В интервью, вошедших в эту книгу, я не пытался раскрыть образ маэстро. Это не репортаж и не личный портрет. Моей целью была откровенная и предельно честная беседа о музыке между любителем и профессионалом.
Я старался показать, насколько каждый из нас – пусть и на совершенно разном уровне – искренне предан музыке. Вот зачем я взялся за эту книгу. И в глубине души мне кажется, что это неплохо удалось.

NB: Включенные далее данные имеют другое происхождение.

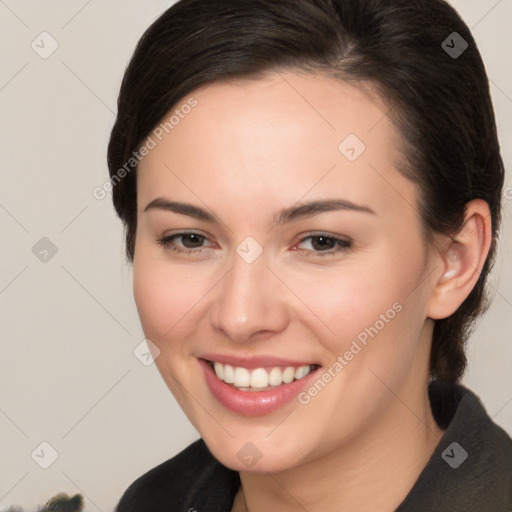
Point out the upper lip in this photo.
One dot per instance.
(252, 362)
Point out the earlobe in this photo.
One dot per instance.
(461, 260)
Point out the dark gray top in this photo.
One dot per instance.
(470, 470)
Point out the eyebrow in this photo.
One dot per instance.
(293, 213)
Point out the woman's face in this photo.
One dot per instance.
(345, 287)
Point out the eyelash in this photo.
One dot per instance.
(340, 244)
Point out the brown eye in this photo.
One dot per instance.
(324, 245)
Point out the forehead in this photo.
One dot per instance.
(277, 138)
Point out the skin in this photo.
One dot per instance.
(249, 149)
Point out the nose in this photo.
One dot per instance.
(250, 302)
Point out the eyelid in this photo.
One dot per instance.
(341, 244)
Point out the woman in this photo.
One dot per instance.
(311, 193)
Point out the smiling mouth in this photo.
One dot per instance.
(259, 379)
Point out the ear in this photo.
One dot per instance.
(460, 261)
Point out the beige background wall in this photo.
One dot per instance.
(68, 375)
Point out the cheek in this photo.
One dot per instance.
(164, 298)
(363, 303)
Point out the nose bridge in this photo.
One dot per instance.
(245, 304)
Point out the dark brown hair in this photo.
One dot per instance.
(440, 101)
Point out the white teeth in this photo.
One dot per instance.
(258, 378)
(229, 374)
(288, 375)
(242, 377)
(275, 377)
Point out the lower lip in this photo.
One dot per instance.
(253, 403)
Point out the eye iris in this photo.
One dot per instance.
(330, 243)
(192, 236)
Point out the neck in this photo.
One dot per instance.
(374, 471)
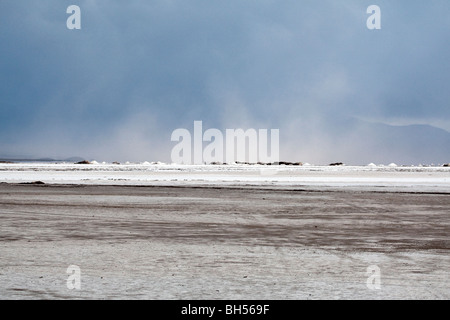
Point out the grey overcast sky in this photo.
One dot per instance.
(137, 70)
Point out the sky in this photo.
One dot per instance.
(117, 88)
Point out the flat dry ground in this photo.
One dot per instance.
(221, 243)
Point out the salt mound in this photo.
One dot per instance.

Мы с маэстро прекрасно проводили время, слушая вместе музыку. Поэтому наиболее подходящим названием мне представляется что-то вроде «Вечеров с Сэйдзи Одзавой» (Afternoons with Seiji Ozawa).
И все же среди реплик маэстро читатель наверняка разглядит тревожные всполохи. Наточенные, словно острые лезвия, частички духа, скрытые за обыденными фразами плавно сотканного контекста. Пользуясь музыкальной терминологией, это изящные средние голоса, не заметные рассеянному и неподготовленному слушателю. Я не мог отвлечься ни на мгновение. Постоянно был начеку в ожидании потаенного призвука. Стоило мне упустить этот слабый сигнал, и фраза мгновенно утратила бы свой настоящий смысл.